The thick layer of distrust Jon Snow exhibits is magnified through such lenses into a sense of general illegitimacy which afflicts all understanding of gaming culture and the people who play, both for them and the young. For Snow, there is no understanding of the differences between the ultra-violence of Doom, the municipal simulations of Cities: Skylines, the puzzle solving of Portal, or the deep strategy and story-generation of Crusader Kings. The draw of massively-multiplayer communities in Eve Online is as alien as indie outriders such as Dwarf Fortress, all mashed together into an incomprehensible mass known as Video Games.

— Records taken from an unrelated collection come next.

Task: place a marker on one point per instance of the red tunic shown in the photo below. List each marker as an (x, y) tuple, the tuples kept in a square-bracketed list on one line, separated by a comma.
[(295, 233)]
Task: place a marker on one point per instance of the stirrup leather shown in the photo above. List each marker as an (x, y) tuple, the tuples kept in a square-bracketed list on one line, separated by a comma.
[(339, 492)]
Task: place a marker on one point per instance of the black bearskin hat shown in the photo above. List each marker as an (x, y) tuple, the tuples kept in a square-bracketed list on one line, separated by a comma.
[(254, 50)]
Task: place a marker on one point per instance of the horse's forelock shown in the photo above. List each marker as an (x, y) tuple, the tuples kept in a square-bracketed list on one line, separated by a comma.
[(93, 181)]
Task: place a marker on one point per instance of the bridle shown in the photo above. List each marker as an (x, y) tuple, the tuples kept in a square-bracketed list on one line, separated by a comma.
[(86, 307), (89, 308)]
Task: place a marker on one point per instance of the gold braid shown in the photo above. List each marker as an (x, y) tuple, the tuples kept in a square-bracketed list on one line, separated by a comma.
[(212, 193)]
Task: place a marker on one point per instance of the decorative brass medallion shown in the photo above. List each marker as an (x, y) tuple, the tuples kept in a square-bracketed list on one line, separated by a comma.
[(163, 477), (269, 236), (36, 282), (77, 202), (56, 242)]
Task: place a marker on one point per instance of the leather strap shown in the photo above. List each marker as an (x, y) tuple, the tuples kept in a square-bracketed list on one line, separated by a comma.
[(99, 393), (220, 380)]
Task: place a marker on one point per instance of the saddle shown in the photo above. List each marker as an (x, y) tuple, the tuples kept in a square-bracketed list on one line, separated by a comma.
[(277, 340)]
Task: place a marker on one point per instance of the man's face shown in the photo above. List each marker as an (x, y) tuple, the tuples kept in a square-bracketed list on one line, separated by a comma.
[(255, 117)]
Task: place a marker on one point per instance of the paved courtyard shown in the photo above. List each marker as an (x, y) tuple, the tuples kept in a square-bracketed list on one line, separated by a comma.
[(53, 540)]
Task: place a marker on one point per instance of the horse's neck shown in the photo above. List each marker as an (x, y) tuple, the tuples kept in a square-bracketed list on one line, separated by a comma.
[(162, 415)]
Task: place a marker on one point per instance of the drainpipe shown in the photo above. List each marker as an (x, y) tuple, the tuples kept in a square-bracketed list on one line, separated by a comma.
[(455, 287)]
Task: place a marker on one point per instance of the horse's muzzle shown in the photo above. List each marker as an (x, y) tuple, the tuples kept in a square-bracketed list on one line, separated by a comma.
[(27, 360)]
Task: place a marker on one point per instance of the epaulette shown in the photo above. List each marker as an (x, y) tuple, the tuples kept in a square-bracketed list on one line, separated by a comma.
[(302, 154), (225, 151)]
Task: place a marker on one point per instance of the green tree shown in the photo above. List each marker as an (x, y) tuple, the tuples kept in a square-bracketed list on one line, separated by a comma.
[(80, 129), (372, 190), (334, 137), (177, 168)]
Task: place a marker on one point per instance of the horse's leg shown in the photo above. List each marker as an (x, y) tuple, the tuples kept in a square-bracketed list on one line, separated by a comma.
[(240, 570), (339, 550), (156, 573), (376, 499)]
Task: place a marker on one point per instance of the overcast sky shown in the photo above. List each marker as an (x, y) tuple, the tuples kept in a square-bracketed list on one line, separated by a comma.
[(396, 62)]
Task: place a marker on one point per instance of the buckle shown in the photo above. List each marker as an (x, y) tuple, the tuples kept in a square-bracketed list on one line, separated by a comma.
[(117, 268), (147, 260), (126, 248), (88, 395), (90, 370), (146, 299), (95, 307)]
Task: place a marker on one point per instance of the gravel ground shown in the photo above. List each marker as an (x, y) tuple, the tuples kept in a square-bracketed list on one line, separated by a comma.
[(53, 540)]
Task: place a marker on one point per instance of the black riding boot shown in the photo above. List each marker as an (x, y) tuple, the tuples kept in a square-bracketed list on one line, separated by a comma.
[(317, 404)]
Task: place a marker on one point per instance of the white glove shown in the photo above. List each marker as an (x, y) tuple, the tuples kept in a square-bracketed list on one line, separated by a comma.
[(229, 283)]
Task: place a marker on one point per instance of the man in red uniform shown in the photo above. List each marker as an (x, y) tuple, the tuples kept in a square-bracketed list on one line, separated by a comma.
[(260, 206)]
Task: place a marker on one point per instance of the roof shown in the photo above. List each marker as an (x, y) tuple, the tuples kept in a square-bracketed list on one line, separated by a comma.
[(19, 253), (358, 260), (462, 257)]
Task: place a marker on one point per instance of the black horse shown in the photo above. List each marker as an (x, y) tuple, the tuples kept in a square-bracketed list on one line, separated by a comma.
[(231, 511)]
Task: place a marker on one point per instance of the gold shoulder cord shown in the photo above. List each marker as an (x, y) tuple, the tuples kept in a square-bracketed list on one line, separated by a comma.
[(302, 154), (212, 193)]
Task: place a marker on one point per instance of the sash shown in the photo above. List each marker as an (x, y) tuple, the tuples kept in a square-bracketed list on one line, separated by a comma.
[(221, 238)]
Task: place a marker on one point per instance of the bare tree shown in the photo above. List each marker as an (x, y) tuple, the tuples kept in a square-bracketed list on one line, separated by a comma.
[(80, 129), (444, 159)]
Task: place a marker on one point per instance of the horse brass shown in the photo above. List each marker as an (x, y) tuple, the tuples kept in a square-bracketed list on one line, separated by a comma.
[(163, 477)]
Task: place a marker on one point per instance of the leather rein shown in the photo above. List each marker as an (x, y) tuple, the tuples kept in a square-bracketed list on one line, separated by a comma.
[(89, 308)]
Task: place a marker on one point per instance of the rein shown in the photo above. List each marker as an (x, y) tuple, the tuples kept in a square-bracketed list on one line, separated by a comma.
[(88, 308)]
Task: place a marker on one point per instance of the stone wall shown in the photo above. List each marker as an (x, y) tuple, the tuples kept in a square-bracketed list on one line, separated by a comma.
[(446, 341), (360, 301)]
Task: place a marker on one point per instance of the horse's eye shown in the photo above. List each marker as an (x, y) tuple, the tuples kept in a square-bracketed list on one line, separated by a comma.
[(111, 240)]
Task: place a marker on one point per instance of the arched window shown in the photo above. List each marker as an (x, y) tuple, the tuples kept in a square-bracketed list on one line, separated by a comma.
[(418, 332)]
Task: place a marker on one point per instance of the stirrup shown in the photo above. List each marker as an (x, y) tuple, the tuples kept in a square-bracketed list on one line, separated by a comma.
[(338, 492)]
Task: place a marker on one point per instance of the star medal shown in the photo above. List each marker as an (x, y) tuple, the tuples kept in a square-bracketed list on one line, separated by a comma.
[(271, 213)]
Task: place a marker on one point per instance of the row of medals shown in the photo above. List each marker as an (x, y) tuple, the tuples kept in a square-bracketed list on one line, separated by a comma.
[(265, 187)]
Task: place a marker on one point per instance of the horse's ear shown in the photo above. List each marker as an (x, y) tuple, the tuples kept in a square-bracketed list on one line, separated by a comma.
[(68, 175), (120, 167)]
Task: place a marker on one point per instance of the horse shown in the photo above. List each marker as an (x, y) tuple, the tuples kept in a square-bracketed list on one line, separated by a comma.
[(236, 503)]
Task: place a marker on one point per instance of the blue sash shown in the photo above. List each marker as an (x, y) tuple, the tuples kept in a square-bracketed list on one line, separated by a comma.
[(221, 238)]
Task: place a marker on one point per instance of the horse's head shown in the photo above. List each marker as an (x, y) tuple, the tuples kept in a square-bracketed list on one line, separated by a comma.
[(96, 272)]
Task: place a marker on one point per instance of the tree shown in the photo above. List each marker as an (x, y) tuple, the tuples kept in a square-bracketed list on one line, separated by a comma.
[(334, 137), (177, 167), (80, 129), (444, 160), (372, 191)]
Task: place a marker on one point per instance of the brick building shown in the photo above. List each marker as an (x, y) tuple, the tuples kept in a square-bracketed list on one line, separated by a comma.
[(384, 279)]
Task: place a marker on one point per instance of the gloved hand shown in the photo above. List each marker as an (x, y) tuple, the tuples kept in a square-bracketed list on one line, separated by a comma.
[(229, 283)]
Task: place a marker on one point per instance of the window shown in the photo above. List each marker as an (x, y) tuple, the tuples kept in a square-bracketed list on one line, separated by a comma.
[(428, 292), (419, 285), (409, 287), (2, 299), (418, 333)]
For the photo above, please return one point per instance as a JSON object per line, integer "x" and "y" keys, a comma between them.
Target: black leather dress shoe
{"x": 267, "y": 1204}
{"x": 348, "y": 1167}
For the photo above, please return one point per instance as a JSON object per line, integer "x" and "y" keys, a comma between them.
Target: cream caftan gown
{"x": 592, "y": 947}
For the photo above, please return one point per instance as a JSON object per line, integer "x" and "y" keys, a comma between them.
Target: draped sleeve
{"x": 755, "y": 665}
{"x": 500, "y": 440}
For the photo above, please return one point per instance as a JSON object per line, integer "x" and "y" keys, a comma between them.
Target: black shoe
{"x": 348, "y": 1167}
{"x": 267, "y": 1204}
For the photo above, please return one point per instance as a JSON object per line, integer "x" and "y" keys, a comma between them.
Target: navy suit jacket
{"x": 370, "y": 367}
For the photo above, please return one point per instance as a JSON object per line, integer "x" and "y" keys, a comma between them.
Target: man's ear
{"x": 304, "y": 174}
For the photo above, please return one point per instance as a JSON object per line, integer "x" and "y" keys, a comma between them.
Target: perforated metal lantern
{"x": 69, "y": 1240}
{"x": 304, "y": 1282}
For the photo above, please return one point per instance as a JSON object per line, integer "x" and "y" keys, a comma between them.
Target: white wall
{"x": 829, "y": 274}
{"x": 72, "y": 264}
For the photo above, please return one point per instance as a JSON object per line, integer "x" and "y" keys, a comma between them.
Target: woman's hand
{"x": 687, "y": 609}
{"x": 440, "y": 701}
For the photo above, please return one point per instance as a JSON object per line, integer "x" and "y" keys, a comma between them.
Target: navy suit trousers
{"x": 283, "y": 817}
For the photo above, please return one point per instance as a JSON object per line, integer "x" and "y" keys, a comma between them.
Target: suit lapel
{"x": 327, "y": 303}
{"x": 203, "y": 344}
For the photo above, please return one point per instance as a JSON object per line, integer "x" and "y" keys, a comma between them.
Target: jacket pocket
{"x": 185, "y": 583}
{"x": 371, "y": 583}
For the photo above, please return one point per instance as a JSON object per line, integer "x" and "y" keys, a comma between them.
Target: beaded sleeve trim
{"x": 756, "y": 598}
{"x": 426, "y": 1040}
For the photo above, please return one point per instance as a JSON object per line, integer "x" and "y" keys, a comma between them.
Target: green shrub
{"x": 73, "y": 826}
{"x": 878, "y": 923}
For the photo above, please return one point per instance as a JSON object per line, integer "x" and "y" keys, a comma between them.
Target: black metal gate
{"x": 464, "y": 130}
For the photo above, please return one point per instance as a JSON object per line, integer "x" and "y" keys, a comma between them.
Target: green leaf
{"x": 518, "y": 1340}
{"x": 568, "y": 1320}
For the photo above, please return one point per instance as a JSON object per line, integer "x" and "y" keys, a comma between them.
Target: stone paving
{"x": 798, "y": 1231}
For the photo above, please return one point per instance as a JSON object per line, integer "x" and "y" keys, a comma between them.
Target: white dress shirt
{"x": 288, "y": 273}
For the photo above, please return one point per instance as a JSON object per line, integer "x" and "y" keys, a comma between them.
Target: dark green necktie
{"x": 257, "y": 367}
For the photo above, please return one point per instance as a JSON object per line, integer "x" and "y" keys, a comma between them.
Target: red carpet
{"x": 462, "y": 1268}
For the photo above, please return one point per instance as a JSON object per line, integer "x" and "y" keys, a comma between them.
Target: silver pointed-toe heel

This simplistic vision and tacit rejection of gaming as a cultural phenomenon infects the way the younger generation thinks about gaming as well, elevating more traditional pastimes such as sports, movies and music to adulthood with extensive general media coverage but leaving gaming to produce its own, no more than an oversized hobby. And so whenever programmes on gaming are produced for the likes of the BBC, a linking thread of introductory rhetoric declares it ‘legitimate’ before, during and after – a clunky plea for attention and validation from the cultural nouveau riche.
But such timid cries and thinly-veiled contemptuous rejections obscure reality, persuading my generation that gaming is not really IRL, not really to be taken seriously, to be critiqued or pressured or treated with the rigour allotted to Hollywood’s offerings, to sport or pop. And it has been a failing on our part, for the left which has grown up with games as part and parcel of our lives. Our own contribution to media has fallen into the trap of finding importance where we are told it lies, rather than where it is. The far right has been more enthusiastic, and frequently far more successful, in colonising the forums of this vast virtual realm.
But there is no need for this to be so. The left has always built games and realms, from the trenchant social critique of Monopoly to Alice Decker-Ho and Guy Debord’s Game of War. At its best, the left critiques what is in society – our lived realities and unrealities. And video gaming is, for millions, both.